In answer to the member for Hunter, I raise these examples because they support the approach of the Howard government to seek to cut taxes and to make the tax system fairer. The member for Rankin, instead of spending his time counting the pages of the tax act to score a passing political point, ought to spend his time explaining to the people of Australia what his party's position is on cutting taxes and lowering income tax rates. I am committed to the notion of lower taxes and lower tax rates. If the percentage of personal income that any government can collect in taxes is low and invariable, the only variable a government can turn to is growth. Growth can fund deficits and growth can fund programs. To increase growth there must be incentives to work and to invest, and that means to reduce taxes, as we have begun to do—reducing income tax rates, reducing company tax rates and reducing capital gains tax.

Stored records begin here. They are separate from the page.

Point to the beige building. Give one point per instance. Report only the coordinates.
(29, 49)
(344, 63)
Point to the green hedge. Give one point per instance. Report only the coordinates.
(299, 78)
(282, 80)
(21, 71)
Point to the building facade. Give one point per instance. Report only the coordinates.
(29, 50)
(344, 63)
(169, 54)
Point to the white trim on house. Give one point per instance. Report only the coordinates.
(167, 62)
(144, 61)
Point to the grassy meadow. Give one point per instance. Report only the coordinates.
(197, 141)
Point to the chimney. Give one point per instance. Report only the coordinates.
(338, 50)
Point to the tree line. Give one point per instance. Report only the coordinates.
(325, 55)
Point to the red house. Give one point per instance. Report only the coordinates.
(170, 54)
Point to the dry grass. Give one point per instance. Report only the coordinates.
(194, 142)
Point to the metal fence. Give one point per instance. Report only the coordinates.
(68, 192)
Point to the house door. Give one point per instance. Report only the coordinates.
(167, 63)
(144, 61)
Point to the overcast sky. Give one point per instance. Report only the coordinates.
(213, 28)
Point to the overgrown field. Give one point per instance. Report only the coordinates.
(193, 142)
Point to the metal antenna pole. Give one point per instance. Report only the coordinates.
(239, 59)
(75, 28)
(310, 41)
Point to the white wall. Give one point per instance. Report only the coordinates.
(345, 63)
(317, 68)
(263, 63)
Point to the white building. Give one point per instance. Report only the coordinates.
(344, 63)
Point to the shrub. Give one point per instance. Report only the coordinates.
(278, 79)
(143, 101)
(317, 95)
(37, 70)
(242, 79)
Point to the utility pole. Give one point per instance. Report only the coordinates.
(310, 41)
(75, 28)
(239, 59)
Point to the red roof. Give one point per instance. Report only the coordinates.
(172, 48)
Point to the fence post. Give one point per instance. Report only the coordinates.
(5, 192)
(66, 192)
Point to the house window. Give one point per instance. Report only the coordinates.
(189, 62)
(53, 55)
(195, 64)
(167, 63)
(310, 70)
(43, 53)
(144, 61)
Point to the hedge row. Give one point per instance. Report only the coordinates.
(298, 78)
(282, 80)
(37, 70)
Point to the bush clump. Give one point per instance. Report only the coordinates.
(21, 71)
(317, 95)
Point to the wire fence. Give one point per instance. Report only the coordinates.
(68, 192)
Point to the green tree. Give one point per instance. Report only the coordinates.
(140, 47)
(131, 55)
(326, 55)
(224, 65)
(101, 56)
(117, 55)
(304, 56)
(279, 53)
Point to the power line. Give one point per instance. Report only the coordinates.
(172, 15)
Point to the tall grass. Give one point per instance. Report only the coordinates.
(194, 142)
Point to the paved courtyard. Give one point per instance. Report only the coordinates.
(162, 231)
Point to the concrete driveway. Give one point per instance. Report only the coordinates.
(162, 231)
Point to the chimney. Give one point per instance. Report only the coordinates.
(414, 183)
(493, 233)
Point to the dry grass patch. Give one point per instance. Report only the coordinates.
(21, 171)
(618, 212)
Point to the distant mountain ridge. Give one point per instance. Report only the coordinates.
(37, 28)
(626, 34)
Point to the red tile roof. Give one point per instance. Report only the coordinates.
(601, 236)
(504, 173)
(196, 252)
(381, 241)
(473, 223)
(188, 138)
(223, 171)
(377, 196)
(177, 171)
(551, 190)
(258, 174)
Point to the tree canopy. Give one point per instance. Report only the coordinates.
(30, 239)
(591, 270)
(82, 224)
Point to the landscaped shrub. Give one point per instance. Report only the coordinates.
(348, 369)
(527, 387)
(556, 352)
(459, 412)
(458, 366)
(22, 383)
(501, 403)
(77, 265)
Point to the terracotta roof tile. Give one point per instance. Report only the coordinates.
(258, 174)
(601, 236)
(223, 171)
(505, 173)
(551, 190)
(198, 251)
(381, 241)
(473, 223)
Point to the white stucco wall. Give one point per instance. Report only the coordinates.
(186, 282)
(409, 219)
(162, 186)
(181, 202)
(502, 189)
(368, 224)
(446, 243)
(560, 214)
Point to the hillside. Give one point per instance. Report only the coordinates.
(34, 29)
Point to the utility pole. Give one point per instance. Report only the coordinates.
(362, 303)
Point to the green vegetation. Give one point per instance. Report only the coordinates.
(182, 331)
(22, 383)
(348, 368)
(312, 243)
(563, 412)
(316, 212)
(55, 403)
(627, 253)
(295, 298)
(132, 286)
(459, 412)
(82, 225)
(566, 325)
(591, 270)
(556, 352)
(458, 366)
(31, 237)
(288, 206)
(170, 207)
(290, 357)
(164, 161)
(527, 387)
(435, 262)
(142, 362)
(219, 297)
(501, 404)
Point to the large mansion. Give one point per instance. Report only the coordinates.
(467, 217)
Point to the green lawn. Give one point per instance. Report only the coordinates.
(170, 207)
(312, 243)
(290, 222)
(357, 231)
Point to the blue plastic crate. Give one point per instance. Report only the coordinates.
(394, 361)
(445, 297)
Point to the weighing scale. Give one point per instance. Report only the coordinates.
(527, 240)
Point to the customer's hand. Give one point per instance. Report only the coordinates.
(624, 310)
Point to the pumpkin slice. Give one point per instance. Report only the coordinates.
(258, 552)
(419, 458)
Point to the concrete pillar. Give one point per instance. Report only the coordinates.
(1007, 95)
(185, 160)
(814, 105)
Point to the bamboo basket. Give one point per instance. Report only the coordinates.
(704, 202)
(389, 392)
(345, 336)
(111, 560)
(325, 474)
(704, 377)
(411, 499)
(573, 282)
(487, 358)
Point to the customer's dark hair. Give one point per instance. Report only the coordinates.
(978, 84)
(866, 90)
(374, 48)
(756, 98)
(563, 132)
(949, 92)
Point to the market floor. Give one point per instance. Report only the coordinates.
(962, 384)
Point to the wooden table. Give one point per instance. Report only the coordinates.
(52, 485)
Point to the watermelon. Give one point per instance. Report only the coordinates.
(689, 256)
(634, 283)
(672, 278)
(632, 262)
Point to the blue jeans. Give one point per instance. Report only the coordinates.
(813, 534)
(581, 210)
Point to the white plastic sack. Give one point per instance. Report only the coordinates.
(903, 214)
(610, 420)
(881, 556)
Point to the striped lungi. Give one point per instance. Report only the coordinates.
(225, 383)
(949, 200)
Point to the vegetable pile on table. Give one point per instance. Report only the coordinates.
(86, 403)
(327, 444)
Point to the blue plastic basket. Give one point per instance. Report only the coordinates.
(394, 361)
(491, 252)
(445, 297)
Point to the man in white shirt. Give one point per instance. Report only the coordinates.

It is high time that the opposition came clean on its approach to taxation. It is presenting itself as an alternative government. Is it committed to raising taxes? Will it seek to emulate Ireland? Will it continue the work of this government in reducing taxes? Or will it seek to punish our achievers with higher marginal tax rates, working against increased growth, increased incentives, increased investment and jobs that result from tax cuts? The opposition is already on record with its roll-back policy. It is so evidently destructive. It invariably means that if you decrease the amount of tax collected under the GST you will find it elsewhere. As we know from Senator Conroy, `elsewhere' will mean increasing income tax. That will be Labor's position. Like the socialist countries in Europe who are envying the Irish example, taxpayers will face a powerful disincentive under a Labor government to work harder or a powerful incentive to work overseas. This government is committed to ensuring that Australia's workers, its job creators, its wealth creators, are working under a fairer, simpler tax regime with lower tax rates.
I commend to the House the consideration of further tax reforms which would see the further lifting of the tax burden from the shoulders of Australia's small business. In respect of the reforms in the New Business Tax System (Simplified Tax System) Bill 2000, the New Business Tax System (Capital Allowances) Bill 2001 and the New Business Tax System (Capital Allowances—Transitional and Consequential) Bill 2001, I commend them to the House.